A systemic evaluation for RVO in younger patients (less than 55 years) without any related risk factors may be necessary to detect inflammatory, infectious, or hypercoagulability etiologies [14]. Although our patient was heterozygote for both MTHFR 677 and 1298, the role of the MTHFR gene remains controversial as a risk factor for RVO [13]. However, the presence of heterozygosity for both types of MTHFR genes, borderline protein C activity, and homocysteine levels may have facilitated the prothrombotic events in this patient with COVID-19.

Reported RVO cases in patients with COVID-19 are presented in Table 1 in chronological order. In contrast to the present case, the previously reported patients with CRVO with a history of COVID-19 were mainly older than 40 years and had underlying diseases.

Table 1 Reported retinal vein occlusion (RVO) cases in patients diagnosed with COVID-19 disease

The marked delay in the presentation was another difference between our case and the existing literature. However, there have been patients experiencing CRVO after a certain time from COVID-19. Finn et al. reported a 32-year-old previously healthy man diagnosed with COVID-19 who was referred for ophthalmic care due to blurring of vision in the superior visual field. One month later 2 months after the onset of COVID-19), there were worsening visual symptoms, and he was diagnosed with hemi-CRVO. All laboratory workups were unremarkable, including PT, PTT, CBC, anticardiolipin antibodies, lupus anticoagulant, factor V Leiden, and protein C [15]. Similarly, Duff et al. reported a healthy 74-year-old female patient who originally appeared with blurred vision in her left eye with symptomatic COVID-19. The patient was diagnosed with branch RVO, which did not immediately require treatment. She came back with deteriorating vision 3 months later and was diagnosed with cystoid macular edema (CME) due to the vein occlusion, which was treated with an intravitreal dexamethasone implant [16]. Similar to these two cases, our patient presented with a sequential visual symptom that progressed. We hypothesize that an ocular vascular accident in our patient might have occurred early after COVID-19 due to cytokine storm and consecutive vasculitis and/or thromboembolic events that progressed toward hemi-CRVO. Progression of ischemia or late-onset CME formation may cause later visual loss.

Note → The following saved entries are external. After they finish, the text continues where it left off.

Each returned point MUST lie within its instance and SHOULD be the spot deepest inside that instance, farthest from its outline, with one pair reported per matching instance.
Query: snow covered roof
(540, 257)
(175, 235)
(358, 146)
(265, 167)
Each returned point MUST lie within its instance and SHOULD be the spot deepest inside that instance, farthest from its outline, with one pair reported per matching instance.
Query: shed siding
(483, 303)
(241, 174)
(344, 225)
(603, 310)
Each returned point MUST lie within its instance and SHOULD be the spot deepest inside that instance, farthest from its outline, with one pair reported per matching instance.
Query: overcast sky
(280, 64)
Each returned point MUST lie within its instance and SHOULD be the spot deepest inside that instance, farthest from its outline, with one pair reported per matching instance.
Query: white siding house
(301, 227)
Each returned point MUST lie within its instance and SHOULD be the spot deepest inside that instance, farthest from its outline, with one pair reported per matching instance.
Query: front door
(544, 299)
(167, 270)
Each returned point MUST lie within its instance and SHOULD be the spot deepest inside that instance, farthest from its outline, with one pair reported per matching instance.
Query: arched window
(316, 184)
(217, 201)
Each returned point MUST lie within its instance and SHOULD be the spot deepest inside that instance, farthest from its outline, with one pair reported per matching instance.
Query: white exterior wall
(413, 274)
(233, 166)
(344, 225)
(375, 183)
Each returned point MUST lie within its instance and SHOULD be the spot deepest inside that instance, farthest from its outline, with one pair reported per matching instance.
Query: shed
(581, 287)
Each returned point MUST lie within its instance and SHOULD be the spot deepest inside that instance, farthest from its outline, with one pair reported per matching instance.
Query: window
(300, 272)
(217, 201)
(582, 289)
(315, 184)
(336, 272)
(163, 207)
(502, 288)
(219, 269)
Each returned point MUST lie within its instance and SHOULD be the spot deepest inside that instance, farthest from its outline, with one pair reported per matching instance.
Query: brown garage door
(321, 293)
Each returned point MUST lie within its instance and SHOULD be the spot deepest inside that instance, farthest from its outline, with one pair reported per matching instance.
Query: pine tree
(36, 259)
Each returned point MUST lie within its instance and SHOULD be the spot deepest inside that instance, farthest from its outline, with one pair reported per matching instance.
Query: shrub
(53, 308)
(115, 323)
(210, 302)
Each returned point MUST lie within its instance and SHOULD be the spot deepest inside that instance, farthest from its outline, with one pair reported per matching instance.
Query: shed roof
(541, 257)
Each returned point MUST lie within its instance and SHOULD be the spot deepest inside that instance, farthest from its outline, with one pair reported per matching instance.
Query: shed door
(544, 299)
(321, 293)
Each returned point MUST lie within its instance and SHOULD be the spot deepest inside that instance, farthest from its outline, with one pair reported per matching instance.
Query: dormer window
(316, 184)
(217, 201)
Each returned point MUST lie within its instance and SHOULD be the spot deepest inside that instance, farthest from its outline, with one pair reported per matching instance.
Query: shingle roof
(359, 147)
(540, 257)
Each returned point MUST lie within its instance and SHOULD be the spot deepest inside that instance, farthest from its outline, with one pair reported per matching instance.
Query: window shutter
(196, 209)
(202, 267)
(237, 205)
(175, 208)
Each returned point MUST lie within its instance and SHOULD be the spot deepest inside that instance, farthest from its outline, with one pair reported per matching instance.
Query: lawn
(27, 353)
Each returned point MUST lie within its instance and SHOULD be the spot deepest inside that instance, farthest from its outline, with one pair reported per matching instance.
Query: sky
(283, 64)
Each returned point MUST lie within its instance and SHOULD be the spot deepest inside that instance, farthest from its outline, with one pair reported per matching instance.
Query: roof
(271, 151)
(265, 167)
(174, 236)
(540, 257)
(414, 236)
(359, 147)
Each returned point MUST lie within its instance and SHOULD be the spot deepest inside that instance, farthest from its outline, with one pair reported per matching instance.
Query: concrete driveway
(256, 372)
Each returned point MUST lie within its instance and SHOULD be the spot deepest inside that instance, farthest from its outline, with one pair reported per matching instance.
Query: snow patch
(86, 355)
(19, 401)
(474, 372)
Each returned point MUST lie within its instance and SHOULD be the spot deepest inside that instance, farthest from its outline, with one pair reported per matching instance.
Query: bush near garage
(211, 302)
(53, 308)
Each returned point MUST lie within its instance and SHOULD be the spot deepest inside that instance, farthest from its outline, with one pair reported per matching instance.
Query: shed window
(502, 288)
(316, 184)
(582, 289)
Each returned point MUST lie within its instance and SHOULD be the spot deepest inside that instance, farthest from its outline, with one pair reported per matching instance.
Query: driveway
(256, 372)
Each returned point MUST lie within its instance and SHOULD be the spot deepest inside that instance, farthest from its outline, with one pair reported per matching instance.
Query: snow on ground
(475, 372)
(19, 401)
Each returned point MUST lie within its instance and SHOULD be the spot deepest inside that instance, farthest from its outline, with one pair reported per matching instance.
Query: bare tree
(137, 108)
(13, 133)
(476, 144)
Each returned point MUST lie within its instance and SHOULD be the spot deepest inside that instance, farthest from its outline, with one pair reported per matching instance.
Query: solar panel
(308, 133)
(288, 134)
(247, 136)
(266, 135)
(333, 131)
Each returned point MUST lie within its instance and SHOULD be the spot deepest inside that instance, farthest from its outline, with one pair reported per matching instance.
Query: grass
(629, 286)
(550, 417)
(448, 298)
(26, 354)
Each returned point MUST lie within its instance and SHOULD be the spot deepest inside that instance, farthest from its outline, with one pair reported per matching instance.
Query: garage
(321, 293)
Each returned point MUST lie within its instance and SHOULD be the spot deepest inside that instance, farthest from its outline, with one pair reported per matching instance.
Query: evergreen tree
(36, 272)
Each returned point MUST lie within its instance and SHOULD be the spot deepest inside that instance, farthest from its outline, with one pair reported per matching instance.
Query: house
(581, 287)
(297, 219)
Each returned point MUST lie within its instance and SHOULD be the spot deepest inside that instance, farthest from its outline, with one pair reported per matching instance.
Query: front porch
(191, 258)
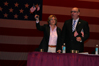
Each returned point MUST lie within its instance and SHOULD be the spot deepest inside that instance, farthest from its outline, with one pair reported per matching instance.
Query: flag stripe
(31, 24)
(72, 3)
(20, 40)
(67, 10)
(90, 0)
(13, 62)
(13, 55)
(63, 18)
(18, 47)
(32, 33)
(34, 41)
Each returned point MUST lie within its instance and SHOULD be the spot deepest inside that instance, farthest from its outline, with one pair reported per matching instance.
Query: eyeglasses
(74, 11)
(52, 19)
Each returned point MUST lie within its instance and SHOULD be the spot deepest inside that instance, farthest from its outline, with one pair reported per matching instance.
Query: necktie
(73, 26)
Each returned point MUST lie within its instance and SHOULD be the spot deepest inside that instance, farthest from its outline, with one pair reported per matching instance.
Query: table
(56, 59)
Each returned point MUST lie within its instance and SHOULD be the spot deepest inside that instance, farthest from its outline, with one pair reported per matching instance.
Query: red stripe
(20, 32)
(63, 18)
(89, 49)
(17, 47)
(33, 32)
(72, 3)
(29, 48)
(13, 63)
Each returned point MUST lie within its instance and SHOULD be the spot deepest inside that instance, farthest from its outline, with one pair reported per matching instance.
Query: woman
(51, 37)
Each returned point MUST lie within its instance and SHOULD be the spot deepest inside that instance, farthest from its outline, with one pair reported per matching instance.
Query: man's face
(75, 13)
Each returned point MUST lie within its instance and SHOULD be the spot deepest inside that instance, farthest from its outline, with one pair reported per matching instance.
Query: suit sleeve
(86, 32)
(39, 27)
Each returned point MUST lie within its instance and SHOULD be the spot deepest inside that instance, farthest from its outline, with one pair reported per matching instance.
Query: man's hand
(59, 51)
(78, 39)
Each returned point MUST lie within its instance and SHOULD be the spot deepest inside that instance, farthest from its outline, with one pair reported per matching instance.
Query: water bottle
(96, 50)
(64, 48)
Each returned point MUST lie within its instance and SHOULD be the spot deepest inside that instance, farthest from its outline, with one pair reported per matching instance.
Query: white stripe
(13, 56)
(66, 11)
(31, 24)
(35, 40)
(20, 40)
(90, 0)
(91, 43)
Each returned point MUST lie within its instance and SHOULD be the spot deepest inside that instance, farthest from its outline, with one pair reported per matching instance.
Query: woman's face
(52, 21)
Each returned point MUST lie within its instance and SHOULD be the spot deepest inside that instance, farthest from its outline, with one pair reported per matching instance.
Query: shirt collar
(76, 20)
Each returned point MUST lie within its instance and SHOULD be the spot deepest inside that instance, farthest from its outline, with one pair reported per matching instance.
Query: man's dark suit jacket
(44, 43)
(68, 36)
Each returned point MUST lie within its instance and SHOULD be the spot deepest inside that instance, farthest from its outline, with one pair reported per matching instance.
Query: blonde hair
(49, 18)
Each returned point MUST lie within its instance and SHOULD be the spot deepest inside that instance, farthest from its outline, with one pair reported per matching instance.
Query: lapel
(78, 24)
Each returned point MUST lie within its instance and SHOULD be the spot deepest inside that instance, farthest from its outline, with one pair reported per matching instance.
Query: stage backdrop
(18, 33)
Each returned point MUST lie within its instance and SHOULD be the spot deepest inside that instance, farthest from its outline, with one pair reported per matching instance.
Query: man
(74, 32)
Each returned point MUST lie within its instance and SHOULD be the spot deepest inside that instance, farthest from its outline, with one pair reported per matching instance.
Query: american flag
(18, 36)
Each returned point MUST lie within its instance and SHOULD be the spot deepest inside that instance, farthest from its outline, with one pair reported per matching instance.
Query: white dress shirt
(75, 23)
(53, 36)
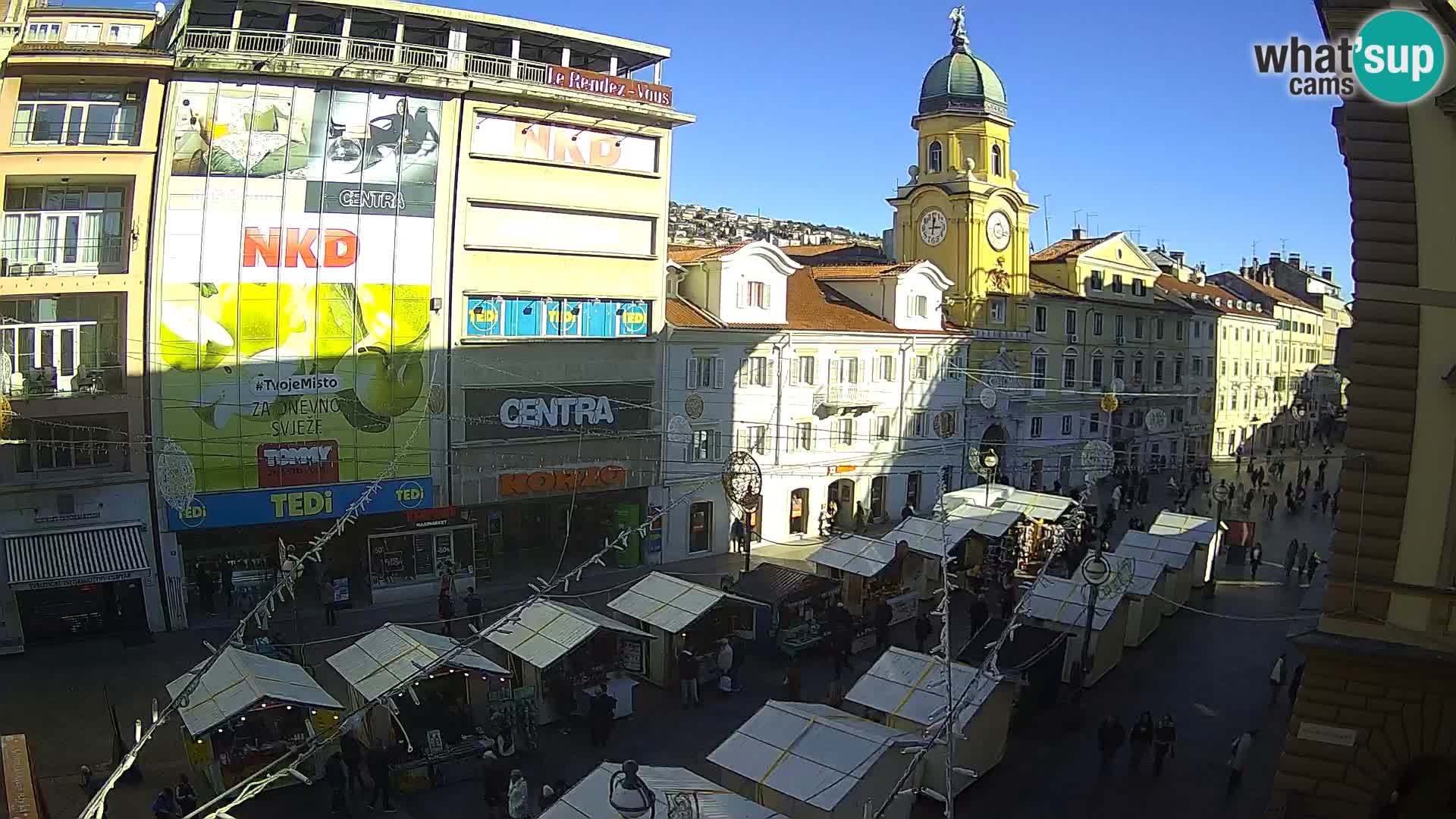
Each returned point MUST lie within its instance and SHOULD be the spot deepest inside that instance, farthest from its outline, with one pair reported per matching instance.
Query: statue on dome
(959, 39)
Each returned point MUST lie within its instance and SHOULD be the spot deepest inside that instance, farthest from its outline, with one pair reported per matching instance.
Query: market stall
(555, 648)
(1062, 605)
(248, 711)
(797, 601)
(810, 761)
(449, 713)
(1175, 556)
(682, 614)
(906, 689)
(588, 799)
(1204, 535)
(868, 572)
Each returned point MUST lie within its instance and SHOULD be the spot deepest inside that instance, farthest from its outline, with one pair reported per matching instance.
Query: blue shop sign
(284, 504)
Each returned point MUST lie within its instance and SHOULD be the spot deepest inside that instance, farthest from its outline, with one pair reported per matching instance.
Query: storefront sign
(592, 82)
(606, 477)
(315, 503)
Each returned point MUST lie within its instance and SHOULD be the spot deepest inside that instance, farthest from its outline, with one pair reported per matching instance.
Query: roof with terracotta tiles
(1063, 248)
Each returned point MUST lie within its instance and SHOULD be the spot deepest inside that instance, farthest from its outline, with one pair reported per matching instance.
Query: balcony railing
(364, 50)
(55, 359)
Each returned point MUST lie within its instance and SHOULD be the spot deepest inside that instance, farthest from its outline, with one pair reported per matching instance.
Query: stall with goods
(811, 761)
(564, 656)
(908, 691)
(685, 617)
(799, 605)
(248, 711)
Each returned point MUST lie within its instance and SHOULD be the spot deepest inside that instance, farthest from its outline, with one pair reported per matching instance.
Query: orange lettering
(255, 245)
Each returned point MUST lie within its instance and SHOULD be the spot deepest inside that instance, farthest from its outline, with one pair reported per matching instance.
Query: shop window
(701, 526)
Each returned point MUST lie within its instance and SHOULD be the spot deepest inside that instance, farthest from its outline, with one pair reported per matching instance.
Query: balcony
(375, 53)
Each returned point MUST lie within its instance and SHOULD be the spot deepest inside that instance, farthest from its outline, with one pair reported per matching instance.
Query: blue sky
(1145, 112)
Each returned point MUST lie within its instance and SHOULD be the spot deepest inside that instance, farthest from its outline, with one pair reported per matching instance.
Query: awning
(667, 602)
(240, 679)
(392, 653)
(47, 560)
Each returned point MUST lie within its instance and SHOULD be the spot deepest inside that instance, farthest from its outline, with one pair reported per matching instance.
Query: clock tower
(963, 207)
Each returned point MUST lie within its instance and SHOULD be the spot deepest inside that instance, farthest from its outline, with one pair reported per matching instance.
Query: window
(77, 228)
(701, 526)
(705, 372)
(708, 445)
(998, 309)
(1038, 371)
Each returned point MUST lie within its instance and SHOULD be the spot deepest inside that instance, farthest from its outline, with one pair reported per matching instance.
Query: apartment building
(842, 381)
(83, 96)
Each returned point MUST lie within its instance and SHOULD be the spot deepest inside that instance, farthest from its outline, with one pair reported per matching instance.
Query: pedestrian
(353, 754)
(446, 614)
(1277, 676)
(883, 615)
(338, 783)
(1139, 741)
(1110, 736)
(475, 608)
(519, 796)
(185, 795)
(1165, 742)
(688, 678)
(922, 632)
(1239, 757)
(379, 761)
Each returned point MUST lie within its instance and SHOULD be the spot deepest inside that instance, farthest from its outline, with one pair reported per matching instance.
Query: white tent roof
(855, 554)
(1171, 551)
(588, 798)
(1065, 602)
(548, 632)
(389, 654)
(912, 686)
(810, 752)
(667, 602)
(240, 679)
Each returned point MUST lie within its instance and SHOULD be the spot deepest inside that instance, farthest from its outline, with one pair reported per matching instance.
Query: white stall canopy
(805, 751)
(389, 654)
(548, 632)
(588, 798)
(240, 679)
(912, 686)
(1065, 602)
(670, 604)
(855, 554)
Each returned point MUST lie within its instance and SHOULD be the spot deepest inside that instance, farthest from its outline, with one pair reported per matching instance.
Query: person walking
(379, 760)
(1165, 742)
(1139, 741)
(1110, 738)
(1239, 757)
(688, 678)
(1277, 676)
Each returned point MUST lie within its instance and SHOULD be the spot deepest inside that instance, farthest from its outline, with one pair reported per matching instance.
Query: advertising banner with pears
(293, 322)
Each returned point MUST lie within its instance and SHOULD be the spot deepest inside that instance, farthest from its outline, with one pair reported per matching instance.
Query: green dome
(963, 83)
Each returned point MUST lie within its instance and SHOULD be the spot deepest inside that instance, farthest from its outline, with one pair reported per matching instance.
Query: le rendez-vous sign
(606, 85)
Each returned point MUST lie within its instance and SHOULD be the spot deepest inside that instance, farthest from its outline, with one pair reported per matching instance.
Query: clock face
(932, 226)
(998, 231)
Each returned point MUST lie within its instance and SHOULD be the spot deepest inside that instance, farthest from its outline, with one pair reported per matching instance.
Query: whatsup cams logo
(1397, 57)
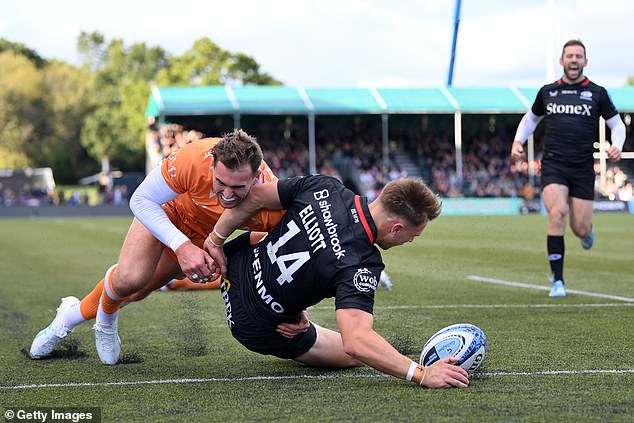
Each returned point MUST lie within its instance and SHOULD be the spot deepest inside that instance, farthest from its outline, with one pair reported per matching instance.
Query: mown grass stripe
(279, 378)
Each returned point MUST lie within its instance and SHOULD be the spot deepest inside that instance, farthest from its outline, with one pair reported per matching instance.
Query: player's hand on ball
(517, 151)
(443, 374)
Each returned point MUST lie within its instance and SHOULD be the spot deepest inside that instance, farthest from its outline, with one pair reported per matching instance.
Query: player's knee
(126, 281)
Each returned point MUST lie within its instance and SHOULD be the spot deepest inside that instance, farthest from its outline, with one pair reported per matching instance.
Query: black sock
(555, 246)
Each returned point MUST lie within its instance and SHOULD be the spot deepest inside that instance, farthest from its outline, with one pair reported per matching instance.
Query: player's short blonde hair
(410, 199)
(238, 148)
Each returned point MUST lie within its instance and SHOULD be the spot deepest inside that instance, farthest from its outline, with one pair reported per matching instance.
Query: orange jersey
(189, 172)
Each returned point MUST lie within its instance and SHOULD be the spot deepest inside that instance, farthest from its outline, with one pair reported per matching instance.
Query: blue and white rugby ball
(466, 342)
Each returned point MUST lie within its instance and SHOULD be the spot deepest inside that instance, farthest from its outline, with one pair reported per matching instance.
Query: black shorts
(578, 179)
(251, 324)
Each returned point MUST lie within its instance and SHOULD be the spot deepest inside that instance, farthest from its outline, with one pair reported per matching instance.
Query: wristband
(211, 241)
(224, 238)
(418, 377)
(423, 378)
(410, 372)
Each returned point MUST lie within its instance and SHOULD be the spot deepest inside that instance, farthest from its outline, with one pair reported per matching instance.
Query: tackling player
(323, 247)
(571, 108)
(175, 207)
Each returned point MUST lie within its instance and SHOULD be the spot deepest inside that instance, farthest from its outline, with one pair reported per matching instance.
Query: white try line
(329, 376)
(545, 288)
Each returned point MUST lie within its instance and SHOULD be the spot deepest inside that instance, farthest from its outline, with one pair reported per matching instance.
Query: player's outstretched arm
(363, 343)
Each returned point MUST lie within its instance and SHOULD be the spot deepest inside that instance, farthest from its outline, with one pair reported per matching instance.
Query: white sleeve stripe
(527, 126)
(146, 205)
(617, 127)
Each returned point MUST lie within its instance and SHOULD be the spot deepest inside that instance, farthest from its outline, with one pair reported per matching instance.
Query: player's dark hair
(238, 148)
(570, 43)
(411, 199)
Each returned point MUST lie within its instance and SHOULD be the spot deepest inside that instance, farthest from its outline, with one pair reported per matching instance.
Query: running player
(175, 207)
(323, 247)
(571, 108)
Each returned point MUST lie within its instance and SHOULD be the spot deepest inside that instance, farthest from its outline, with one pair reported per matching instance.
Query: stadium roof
(280, 100)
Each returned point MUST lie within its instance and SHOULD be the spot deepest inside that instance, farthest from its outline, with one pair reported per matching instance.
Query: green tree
(115, 131)
(20, 83)
(68, 98)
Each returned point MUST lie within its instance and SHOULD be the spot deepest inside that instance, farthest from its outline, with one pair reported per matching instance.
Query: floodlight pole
(453, 43)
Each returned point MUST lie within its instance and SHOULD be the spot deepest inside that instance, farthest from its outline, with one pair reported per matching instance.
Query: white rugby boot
(107, 342)
(48, 338)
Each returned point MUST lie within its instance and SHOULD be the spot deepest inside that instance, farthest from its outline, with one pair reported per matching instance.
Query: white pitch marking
(278, 378)
(545, 288)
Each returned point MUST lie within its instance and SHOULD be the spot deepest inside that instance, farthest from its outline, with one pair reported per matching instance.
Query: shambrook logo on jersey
(331, 226)
(568, 109)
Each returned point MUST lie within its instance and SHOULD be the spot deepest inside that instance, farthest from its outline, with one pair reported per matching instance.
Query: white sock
(104, 318)
(73, 317)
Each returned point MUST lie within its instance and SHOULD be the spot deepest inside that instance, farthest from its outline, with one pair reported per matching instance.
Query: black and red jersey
(323, 247)
(571, 116)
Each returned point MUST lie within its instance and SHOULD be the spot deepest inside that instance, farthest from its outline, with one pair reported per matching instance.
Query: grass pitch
(549, 360)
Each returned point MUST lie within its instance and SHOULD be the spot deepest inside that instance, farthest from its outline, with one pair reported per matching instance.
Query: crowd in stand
(353, 154)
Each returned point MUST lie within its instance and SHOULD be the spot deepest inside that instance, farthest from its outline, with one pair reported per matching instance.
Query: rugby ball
(466, 342)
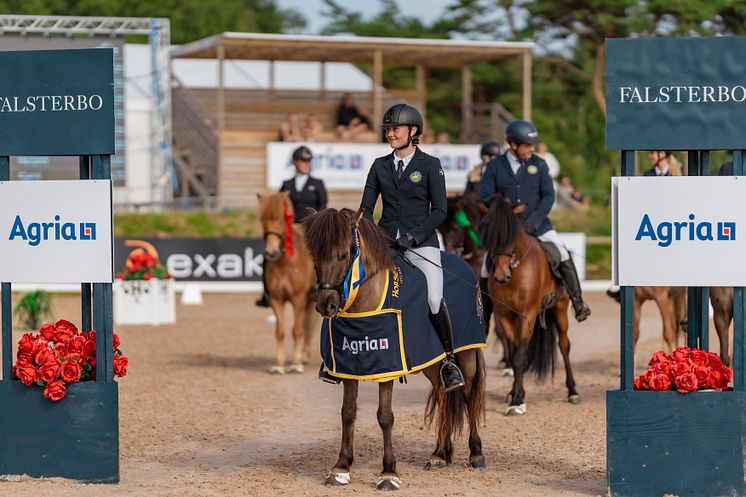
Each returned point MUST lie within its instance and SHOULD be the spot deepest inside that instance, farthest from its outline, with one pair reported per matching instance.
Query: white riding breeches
(549, 236)
(433, 274)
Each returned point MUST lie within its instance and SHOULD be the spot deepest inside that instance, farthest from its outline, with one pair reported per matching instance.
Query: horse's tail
(542, 349)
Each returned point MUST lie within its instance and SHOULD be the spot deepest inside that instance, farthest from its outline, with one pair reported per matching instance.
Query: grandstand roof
(353, 49)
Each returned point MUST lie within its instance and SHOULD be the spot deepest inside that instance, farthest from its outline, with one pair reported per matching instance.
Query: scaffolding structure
(158, 31)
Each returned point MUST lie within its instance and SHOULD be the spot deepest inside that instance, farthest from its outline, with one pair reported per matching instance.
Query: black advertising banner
(676, 93)
(199, 259)
(57, 102)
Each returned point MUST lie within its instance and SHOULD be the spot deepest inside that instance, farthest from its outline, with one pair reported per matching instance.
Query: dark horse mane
(332, 228)
(499, 228)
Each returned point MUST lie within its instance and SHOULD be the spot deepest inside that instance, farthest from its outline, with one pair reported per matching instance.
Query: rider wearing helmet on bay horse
(523, 177)
(413, 192)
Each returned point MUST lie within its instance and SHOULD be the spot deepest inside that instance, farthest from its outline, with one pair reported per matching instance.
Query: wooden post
(627, 343)
(467, 105)
(527, 85)
(221, 111)
(6, 306)
(377, 85)
(739, 309)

Here, we report the case of a relatively young patient with sequential visual loss 4 months after COVID-19 who was diagnosed with inferior hemi-CRVO. The probable contributing factor was the high risk of clotting complications in patients with COVID-19. This study underscores the possibility of late ocular COVID-19 complications despite the mild and seemingly unimportant nature of the primary symptoms. Further investigations are needed to establish the causal association and address the underlying mechanisms.